White House wants better deals from contractors
A new administration push is underway to use procurement data and purchasing power as part of efforts to generate more savings.
The Biden administration is looking for better deals on products and services supplied by federal contractors.
The Better Contracting Initiative unveiled Wednesday looks to leverage the size and scope of the federal enterprise to obtain lower prices on commonly used goods and services, including enterprisewide licensing deals on software.
The effort is being launched, in part, because contractor margins at some of the largest companies doing business with the government are "historically high," according to a fact sheet on the initiative. The White House anticipates more than $10 billion in annual savings and cost avoidance from the adoption of the new strategy.
The strategy includes a new plan for centralized contracting data management to allow for governmentwide access to pricing and supply chain information. According to the fact sheet, the information "will be provided to agencies and their contracting professionals using on-demand tools and resources commensurate with the largest and most sophisticated buyers in the world."
The White House is also looking to enterprisewide software licensing as a way to reduce spending and make costs more predictable.

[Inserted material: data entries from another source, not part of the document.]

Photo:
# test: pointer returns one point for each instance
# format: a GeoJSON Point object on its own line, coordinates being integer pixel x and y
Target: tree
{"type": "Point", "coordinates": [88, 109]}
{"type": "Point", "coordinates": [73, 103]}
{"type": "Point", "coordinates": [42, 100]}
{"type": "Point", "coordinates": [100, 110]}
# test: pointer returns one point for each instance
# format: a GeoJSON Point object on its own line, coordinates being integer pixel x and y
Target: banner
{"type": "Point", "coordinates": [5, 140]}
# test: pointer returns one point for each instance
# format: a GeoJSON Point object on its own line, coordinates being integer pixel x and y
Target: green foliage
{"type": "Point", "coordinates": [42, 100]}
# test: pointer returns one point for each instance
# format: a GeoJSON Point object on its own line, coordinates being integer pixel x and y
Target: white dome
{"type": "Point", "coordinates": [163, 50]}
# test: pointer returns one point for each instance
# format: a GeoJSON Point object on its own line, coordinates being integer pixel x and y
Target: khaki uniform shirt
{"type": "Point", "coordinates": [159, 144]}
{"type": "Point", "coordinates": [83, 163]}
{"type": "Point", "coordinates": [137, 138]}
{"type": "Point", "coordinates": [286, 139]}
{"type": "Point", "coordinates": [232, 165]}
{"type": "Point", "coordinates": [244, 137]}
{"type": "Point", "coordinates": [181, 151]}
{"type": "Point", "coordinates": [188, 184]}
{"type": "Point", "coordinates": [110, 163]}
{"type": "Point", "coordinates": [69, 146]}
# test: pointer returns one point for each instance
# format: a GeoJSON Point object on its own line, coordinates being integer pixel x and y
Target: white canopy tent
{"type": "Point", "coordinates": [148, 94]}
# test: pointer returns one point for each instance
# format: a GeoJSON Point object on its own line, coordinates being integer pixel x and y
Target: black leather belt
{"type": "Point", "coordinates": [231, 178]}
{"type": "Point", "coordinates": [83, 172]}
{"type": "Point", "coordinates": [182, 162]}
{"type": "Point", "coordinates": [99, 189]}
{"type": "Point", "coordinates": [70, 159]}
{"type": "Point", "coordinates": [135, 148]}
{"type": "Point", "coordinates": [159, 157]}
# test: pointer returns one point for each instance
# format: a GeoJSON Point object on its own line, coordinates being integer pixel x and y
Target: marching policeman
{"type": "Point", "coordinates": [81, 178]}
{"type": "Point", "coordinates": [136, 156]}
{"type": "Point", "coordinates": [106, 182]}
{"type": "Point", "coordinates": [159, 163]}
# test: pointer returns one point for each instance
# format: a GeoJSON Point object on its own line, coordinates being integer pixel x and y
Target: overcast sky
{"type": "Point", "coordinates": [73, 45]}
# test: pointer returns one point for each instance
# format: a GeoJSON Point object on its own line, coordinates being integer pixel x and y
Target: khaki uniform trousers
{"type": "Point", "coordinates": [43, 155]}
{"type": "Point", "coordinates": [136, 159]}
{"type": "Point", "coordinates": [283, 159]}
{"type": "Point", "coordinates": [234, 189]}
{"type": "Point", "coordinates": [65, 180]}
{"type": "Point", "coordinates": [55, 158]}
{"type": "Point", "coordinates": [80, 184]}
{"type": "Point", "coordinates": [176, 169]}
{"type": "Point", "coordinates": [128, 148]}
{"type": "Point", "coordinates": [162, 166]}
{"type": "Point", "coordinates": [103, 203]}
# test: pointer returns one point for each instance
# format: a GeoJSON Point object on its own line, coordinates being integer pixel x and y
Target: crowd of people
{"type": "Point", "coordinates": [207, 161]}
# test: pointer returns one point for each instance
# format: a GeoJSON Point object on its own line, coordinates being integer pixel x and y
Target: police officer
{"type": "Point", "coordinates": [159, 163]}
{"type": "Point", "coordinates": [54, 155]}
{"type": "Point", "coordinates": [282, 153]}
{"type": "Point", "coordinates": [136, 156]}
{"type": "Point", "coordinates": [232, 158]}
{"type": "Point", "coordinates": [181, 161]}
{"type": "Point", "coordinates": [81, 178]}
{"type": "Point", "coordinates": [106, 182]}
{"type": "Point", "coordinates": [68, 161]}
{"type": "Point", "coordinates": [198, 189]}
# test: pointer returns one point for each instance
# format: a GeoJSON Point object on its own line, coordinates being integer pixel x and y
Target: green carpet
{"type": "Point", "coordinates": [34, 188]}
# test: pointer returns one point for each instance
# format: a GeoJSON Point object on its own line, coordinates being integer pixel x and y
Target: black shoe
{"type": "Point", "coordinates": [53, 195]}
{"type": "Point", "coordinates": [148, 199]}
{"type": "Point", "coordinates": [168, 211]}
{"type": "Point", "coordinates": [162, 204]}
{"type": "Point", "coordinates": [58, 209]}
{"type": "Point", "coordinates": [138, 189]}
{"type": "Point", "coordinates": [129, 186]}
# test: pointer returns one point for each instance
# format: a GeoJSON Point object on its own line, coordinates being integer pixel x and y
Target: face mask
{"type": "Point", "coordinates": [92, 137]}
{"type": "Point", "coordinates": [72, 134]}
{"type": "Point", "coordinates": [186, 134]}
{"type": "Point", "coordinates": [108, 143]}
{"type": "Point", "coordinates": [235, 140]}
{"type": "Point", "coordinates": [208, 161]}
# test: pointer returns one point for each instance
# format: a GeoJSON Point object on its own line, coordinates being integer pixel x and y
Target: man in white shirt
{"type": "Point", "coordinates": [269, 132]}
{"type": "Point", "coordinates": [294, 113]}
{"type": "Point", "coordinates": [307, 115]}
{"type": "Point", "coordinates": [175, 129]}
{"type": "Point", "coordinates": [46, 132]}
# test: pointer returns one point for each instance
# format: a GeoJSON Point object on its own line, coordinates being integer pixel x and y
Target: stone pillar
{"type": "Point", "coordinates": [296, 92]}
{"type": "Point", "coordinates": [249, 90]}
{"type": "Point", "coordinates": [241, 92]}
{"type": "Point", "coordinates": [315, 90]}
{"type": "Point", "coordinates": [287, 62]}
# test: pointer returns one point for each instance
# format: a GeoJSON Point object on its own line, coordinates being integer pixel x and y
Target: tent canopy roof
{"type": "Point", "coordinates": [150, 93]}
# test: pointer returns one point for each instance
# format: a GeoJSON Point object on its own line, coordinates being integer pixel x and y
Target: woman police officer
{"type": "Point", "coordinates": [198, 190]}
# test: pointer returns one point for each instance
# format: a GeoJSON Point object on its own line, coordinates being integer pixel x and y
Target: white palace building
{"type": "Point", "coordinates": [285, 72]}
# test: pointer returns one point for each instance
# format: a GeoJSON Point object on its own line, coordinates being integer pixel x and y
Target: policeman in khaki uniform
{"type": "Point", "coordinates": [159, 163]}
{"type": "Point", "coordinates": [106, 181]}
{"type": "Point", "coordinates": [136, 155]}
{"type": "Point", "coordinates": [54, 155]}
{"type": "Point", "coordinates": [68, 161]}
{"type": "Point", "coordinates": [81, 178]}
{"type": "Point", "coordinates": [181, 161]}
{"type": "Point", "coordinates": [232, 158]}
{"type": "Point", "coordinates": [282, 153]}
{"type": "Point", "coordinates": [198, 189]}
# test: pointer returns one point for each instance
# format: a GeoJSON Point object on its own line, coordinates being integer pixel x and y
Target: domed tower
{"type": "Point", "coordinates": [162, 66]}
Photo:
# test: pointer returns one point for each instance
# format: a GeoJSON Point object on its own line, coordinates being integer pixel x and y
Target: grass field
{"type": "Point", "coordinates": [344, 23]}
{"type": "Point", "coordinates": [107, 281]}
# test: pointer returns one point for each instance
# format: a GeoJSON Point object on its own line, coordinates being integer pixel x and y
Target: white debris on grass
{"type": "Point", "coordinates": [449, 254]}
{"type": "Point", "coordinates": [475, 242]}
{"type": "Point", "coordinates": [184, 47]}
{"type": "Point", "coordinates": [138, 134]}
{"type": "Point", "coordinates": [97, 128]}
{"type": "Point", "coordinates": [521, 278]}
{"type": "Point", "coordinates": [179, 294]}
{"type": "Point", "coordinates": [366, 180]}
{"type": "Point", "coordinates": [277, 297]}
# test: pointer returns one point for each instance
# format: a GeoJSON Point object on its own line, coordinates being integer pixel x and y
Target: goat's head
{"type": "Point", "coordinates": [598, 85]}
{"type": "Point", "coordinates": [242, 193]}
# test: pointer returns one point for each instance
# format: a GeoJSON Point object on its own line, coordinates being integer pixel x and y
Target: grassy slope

The new initiative calls for the General Services Administration to lead on a governmentwide licensing agreement with an unnamed "large software provider," which the White House says will help "capture 25% in efficiency gains [and avoid] the wasted effort of having each agency individually plan, research and negotiate for the same common requirement."
Other pillars of the strategy include getting better value from sole-source contracts when those are necessary, improving the requirement development process for high-priority acquisitions and expanding opportunities for professional development for the acquisition workforce.